Lindberg's large-scale orchestral works always come into their own in the vast space of the Albert Hall. From the opening brass chords, in a luminescent C major, to the final dying fall, this 30-minute span of incandescent invention is one of Lindberg's greatest wonders. The ear is focused by short, rising figures and bluesy, falling phrases; and the spirit is lifted by Lindberg's characteristic shifting timbres - first to a frenzy of bowing strings, then to an explosion of sun-spots in a woodwind scherzo - then on to luxuriant string chords so warm that you want to bathe in them. The music coalesces, rises to countless climaxes (there's an accelerando on almost every other page of the score) and disperses again in meteor showers of notes. Just when you think you've heard it all, a solo cello rises in spectral harmonics and plays a little concertino with the lower strings. Jukka- Pekka Saraste conducted with the confidence, bright detail and authority of the score itself.

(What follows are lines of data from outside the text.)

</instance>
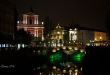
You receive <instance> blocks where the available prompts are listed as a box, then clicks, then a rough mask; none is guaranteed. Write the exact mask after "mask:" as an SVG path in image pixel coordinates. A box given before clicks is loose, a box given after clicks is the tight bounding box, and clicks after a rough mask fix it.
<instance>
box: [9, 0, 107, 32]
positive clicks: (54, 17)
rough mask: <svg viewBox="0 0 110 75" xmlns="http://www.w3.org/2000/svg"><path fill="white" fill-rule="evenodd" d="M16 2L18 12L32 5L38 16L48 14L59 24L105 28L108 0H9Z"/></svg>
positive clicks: (40, 15) (46, 14)
mask: <svg viewBox="0 0 110 75" xmlns="http://www.w3.org/2000/svg"><path fill="white" fill-rule="evenodd" d="M10 1H13V2H14V3H16V5H17V8H18V11H19V13H25V12H27V11H29V9H30V7H31V6H32V7H33V9H34V10H35V9H36V10H37V12H38V14H39V15H40V16H50V17H51V18H52V20H53V22H55V23H59V24H60V25H62V26H63V25H64V26H65V25H68V24H71V23H73V24H80V25H81V26H84V27H89V28H95V29H96V28H97V29H102V30H105V29H106V28H105V22H106V13H107V10H108V6H109V2H108V1H109V0H108V1H107V0H10Z"/></svg>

The Lindberg - and an exuberant First Symphony of Sibelius - framed Nikolai Lugansky's performance of Rachmaninov's Third Piano Concerto: deliciously fleet-fingered, tough and percussive by turn. After the Sibelius, stomping feet demanded an encore, and Saraste obliged with a Hardanger Melody by Geirr Tveitt, and sweet song and bucolic dance from Grieg's Peer Gynt.
The warm atmosphere of this concert could not have been in greater contrast to the chill virtuosity of the New York Philharmonic the night before. Lorin Maazel conducted Ravel, Bartók and Tchaikovsky's Fourth Symphony with a fusion of driven energy and cold control, which was both expressively reductive and musically debilitating.